Sara yang tadi ingin bicara mendadak terdiam, bibirnya membeku. Ethan, lagi-lagi kehilangan kata-kata, hanya bisa menutup mulutnya rapat-rapat. Ketegangan menegang seperti tali yang siap putus.
Redfield mulai melangkah, perlahan, langkahnya terdengar seperti pukulan palu yang menggema di ruangan sunyi itu. Setiap langkahnya membuat udara semakin berat, seakan ada sesuatu yang menekan dari atas.
Ia berhenti tepat satu langkah dari Lisa.
Cahaya lilin bergetar seolah takut, menyinari wajah keriput Redfield, menonjolkan kerutan-kerutan yang kini tampak seperti ukiran kuno. Matanya—biru pucat, berkilat aneh seperti pantulan cahaya di permukaan es—menatap Lisa tanpa berkedip.
“Kau bertanya kenapa,” katanya perlahan, setiap suku kata terasa seperti mantra. “Kau bertanya apa artinya semua ini. Aku akan menjawabnya. Satu kali saja. Maka dengarkan baik-baik.”
Ia mencondongkan tubuh ke depan, wajahnya hanya sejengkal dari wajah Lisa. Nafasnya dingin, menusuk seperti embun beku.
“Simbol di tanganmu itu… bukan sekadar tanda.” suaranya turun menjadi bisikan, namun justru terasa lebih mengguncang. “Itu bukan hanya pintu yang bisa kau buka atau kau kunci. Kau, Lisa Hartman…”

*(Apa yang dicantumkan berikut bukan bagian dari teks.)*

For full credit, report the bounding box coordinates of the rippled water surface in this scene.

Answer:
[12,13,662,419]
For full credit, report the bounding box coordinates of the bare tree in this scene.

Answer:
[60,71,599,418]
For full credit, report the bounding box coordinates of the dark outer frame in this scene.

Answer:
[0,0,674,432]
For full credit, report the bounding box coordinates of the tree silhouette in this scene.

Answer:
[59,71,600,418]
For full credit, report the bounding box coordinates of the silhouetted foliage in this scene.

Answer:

Ia berhenti sejenak, dan Lisa merasa detak jantungnya sendiri berdentum di telinga.
“…kau bukan hanya pintu. Kau adalah kuncinya.”

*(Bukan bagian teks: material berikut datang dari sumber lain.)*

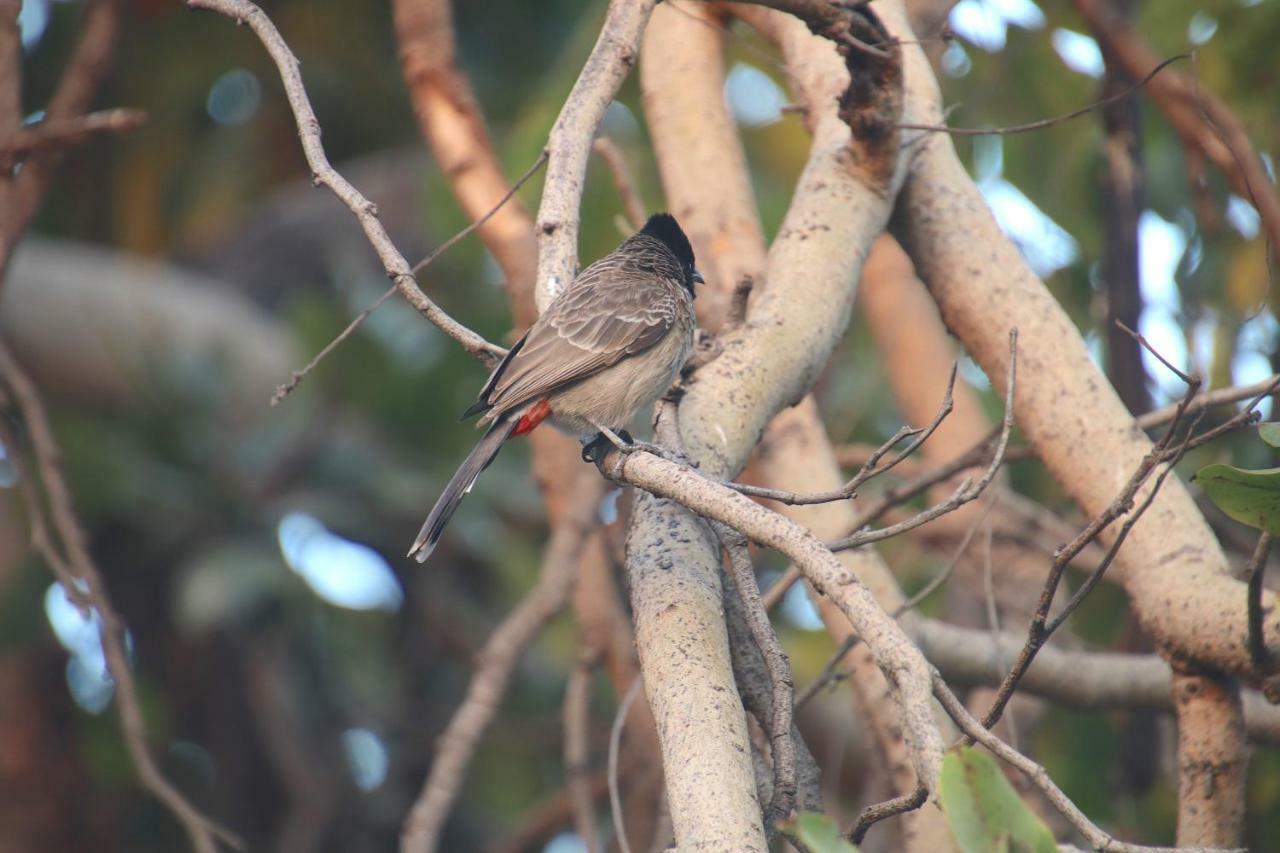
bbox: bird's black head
[640,214,703,292]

Pada detik itu, seolah ruangan marah. Semua lilin meledak bersamaan—prakk!—nyalanya padam, meninggalkan bau asap yang menyengat.
Kegelapan merayap cepat, menelan segalanya. Tak ada cahaya, tak ada bentuk. Hanya hitam.
Dan di dalam kegelapan itu, Lisa mendengar bisikan—pertama satu, lalu dua, lalu ratusan. Suara-suara itu datang dari segala arah, dekat dan jauh sekaligus, seakan tembok tak lagi ada.
Semua memanggil namanya.
Berulang-ulang.
Memanggilnya seakan mereka semua mengenalnya, seakan mereka semua telah menunggunya.
Lisa tak tahu apakah ia sedang bermimpi… atau akhirnya terbangun.